It is worth noting that this breakthrough technology can not only identify tumors but also interact with users, providing new tools and perspectives for the diagnosis and research in pathology.
PathChat: Multimodal Pathology Detection AI Assistant
For many years, computational pathology has made significant progress in analyzing pathological morphology data and molecular detection data. This niche research field, formed by the intersection of pathology with AI and computer vision technologies, is gradually becoming a research hotspot in medical image analysis.
Computational pathology involves using image processing and AI technology to build AI computational pathology models. These models acquire histopathological images and conduct preliminary evaluations of the morphological appearance of these images to assist in diagnosis, quantitative assessment, and decision-making through automated image analysis techniques.
Currently, with the explosive growth of generative AI technologies represented by ChatGPT, multimodal large language models (MLLMs) are increasingly being applied in computational pathology research and clinical practice in pathology. However, in the highly specialized subfield of anatomical pathology, research on building general, multimodal AI assistants for pathology is still in its early stages.
In this work, the research team designed a multimodal generative AI assistant specifically for human pathology research—PathChat.
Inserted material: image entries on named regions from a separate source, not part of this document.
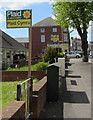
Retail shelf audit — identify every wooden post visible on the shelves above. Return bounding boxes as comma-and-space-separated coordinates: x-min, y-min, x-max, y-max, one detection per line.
28, 27, 32, 78
17, 84, 21, 101
27, 27, 32, 114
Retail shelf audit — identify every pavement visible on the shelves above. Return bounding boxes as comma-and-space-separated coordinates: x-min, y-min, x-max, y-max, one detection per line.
40, 59, 93, 120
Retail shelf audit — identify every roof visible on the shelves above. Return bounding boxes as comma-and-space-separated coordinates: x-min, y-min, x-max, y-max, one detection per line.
15, 37, 29, 43
33, 17, 58, 27
0, 30, 27, 50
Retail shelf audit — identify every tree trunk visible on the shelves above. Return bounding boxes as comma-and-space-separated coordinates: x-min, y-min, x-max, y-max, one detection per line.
81, 33, 88, 62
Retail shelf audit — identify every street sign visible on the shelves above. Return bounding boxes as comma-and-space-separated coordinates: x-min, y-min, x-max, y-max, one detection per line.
6, 10, 32, 28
They pre-trained the system through self-supervised learning on over 100 million cell tissue image fragments from more than 1 million slides. By combining this with a state-of-the-art pure visual encoder, UNI, they generated an MLLM capable of reasoning about both visual and natural language inputs. After fine-tuning on a dataset of more than 450,000 instruction data points, PathChat was constructed.
The research found that PathChat can not only handle multimodal inputs but also accurately respond to complex pathology-related inquiries, correctly identifying diseases from biopsy slides in nearly 90% of cases.
PathCaht
Surpassing GPT-4V with Nearly 90% Accuracy
To test the detection performance of PathChat, the research team compared PathChat with the open-source model LLaVA, the biomedical-specific LLaVA-Med, and GPT-4V.
They designed the PathQABench comparison experiment, analyzing pathological cases from different organs and practices to compare the detection performance of PathChat with LLaVA, LLaVA-Med, and GPT-4V.
The results showed that without providing clinical context, PathChat’s diagnostic accuracy was significantly higher than LLaVA 1.5 and LLaVA-Med. When evaluating images alone, PathChat achieved an accuracy of 78.1% across all combined benchmarks, which is 52.4% higher than LLaVA 1.5 and 63.8% higher than LLaVA-Med.
With the inclusion of clinical context, PathChat’s accuracy further increased to 89.5%, which is 39.0% higher than LLaVA 1.5 and 60.9% higher than LLaVA-Med.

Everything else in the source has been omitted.